When I try to do something like this:
y = ['1', '2', '3', '4', '5'] # example list
x = [] # example list 2
i = 0
while i < len(y):
x.append(y[i])
i += 1
print x
I get an error message about trying to access an out-of-bounds element of y. This gets fixed if I do this:
y = ['1', '2', '3', '4', '5'] # example list
x = [] # example list 2
i = 0
while i < len(y) - 1: # fix is here
x.append(y[i])
i += 1
print x
But then, since i only goes to the second last item in y, the programme will only print:
['1', '2', '3', '4']
This is easily fixed by appending an extra item (such as 0) to the end of y, but I'm wondering why this happens.

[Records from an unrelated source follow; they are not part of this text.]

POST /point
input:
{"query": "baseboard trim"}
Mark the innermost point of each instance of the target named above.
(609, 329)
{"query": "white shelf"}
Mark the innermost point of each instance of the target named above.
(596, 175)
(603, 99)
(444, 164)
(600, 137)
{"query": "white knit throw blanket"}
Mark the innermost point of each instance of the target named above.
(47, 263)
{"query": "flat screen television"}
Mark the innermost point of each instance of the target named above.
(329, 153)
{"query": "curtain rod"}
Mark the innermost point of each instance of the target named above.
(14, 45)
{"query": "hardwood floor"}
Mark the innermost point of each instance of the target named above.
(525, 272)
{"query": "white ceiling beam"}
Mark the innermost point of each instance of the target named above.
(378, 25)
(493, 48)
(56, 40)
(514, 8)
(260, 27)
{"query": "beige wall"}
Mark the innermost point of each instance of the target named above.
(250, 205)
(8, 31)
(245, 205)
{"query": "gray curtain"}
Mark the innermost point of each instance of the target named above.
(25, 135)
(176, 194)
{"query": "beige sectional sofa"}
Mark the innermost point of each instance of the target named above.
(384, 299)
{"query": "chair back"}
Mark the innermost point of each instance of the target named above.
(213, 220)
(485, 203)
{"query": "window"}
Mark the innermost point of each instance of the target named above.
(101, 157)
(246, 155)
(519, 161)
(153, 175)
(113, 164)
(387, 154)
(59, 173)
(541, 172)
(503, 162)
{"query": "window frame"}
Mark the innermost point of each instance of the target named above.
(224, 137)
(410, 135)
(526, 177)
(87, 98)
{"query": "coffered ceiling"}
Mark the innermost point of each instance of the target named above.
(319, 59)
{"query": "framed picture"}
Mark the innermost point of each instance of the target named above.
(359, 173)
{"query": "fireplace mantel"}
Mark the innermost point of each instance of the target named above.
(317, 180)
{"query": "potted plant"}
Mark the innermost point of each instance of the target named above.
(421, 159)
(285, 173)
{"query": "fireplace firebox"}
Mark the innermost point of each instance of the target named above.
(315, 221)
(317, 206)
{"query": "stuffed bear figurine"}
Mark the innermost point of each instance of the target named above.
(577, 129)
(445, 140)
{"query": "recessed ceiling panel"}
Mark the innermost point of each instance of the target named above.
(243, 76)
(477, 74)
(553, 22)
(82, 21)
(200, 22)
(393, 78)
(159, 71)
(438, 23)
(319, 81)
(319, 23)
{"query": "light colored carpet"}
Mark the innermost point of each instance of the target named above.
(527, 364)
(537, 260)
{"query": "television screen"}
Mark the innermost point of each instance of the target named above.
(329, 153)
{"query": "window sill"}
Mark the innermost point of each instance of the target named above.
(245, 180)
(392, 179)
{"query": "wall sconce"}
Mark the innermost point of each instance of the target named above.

Edit: wait a second. This list did work. I must've changed something when simplifying from the code from which I took it. Here's where it was originally:
def f(y):
y.sort()
y.append('0')
i, j, k, flag = 0, 0, 0, 0
x = []
while j <= 9:
try:
while str(y[i]) == str(j) and i < len(y)-1: # Here's the problem
flag = 1
i += 1
k += 1
except:
print "Error!"
return []
if flag == 1:
if k == 1:
s = str(k) + ' time'
else:
s = str(k) + ' times'
x.append([str(j),s])
flag, k = 0, 0
j += 1
return x
Edit again: Oh, the problem must be in the str(y[i]) part of str(y[i]) == str(j), but still: why?